No era ni podía ser consciente del duelo mortal que se estaba librando delante de él.

El secretario tenía un solo propósito, y éste consistía en reunir una pequeña cantidad de fuerza en su pulgar para moverlo ejerciendo una pequeña presión: exactamente la equivalente a setenta y cinco gramos de peso, porque ésta era la presión requerida para disparar el desintegrador. Para lograr aquello su mente sólo necesitaba dominar un tendón mantenido en un tenso equilibrio y que ya estaba medio contraído, y eso bastaría para..., para...

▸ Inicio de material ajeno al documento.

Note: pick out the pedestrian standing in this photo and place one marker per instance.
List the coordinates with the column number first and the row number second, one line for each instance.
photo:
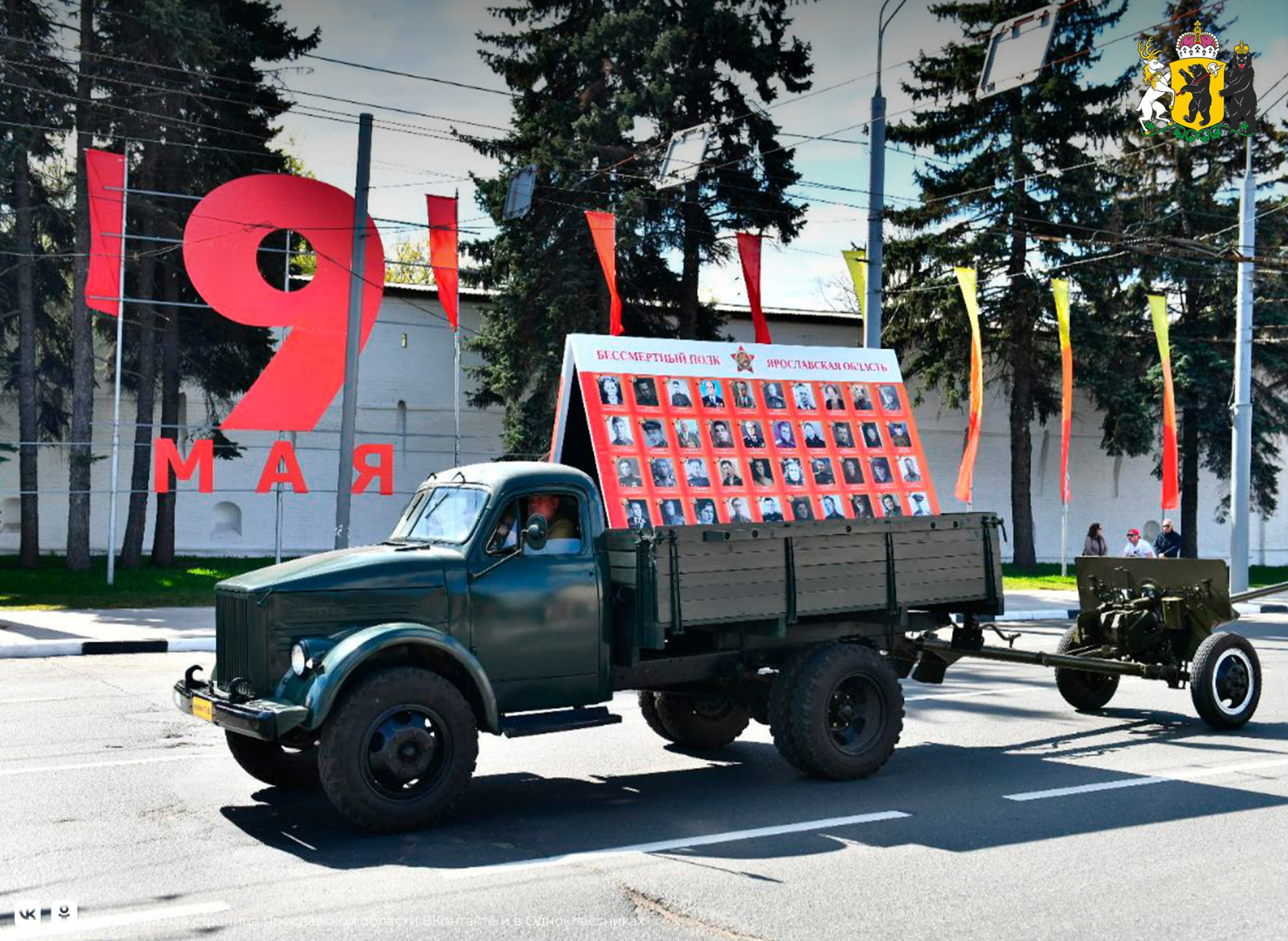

Schwartz sólo tenía una meta, y ésta consistía en impedir que el pulgar del secretario ejerciese aquella presión; pero la masa caótica de sensaciones que le presentaba el contacto mental del secretario era tan inmensa que Schwartz no lograba identificar la pequeña fracción de la mente que dominaba el pulgar. Eso hacía que no le quedase más remedio que esforzarse en lograr una parálisis total.

El contacto mental del secretario forcejeaba y se rebelaba contra el poder de Schwartz. El todavía inexperto control que era capaz de ejercer el hombre del pasado debía luchar contra una mente veloz, aún más aguzada por la amenaza que pesaba sobre ella. La mente del secretario permanecía quieta y como a la expectativa durante unos segundos, y de repente tiraba desesperadamente de un músculo o de otro en un esfuerzo brutal.

La situación de Schwartz era muy parecida a la de un luchador que consigue inmovilizar a su rival y que debe conservar la ventaja obtenida a cualquier precio, a pesar de la frenética resistencia que opone su prisionero.

Pero nada de todo aquello tenía un reflejo exterior. Lo único visible eran las contracciones nerviosas de la mandíbula de Schwartz o el temblor de sus labios ensangrentados por la mordedura de sus dientes, y el ocasional movimiento casi imperceptible del pulgar del secretario que seguía luchando..., luchando...

Arvardan se detuvo para descansar. No quería hacerlo, pero no le quedaba más remedio. Su dedo estirado ya casi rozaba la túnica del secretario, y por un momento le pareció que sería incapaz de seguir moviéndose. Sus pulmones doloridos no conseguían bombear el aire que tanto necesitaban sus miembros entumecidos. Sus ojos estaban nublados por las lágrimas del esfuerzo y su mente se hallaba envuelta en una neblina de dolor.

—Unos momentos más, Schwartz —jadeó—. No le suelte..., no le suelte...

—No puedo..., no puedo... —murmuró Schwartz.

Schwartz tenía la impresión de que el mundo se le escapaba para perderse en un caos de turbiedad opaca. Las antenas de su mente estaban rígidas y se habían vuelto casi insensibles.

El pulgar del secretario volvió a ejercer presión sobre el botón, pero éste no cedió. La presión fue aumentando lentamente.

Schwartz sentía que los ojos le iban a saltar de las órbitas y que las venas se dilataban en su frente. Podía percibir la sensación de triunfo que estaba invadiendo la mente de su rival...

Y Arvardan saltó. Su cuerpo rígido que se negaba a dejarse vencer por la parálisis cayó hacia delante, con los brazos extendidos moviéndose frenéticamente de un lado a otro.

El debilitado secretario que ya estaba medio prisionero de una mente ajena cayó con él. El arma salió despedida hacia un lado y rebotó sobre el duro suelo.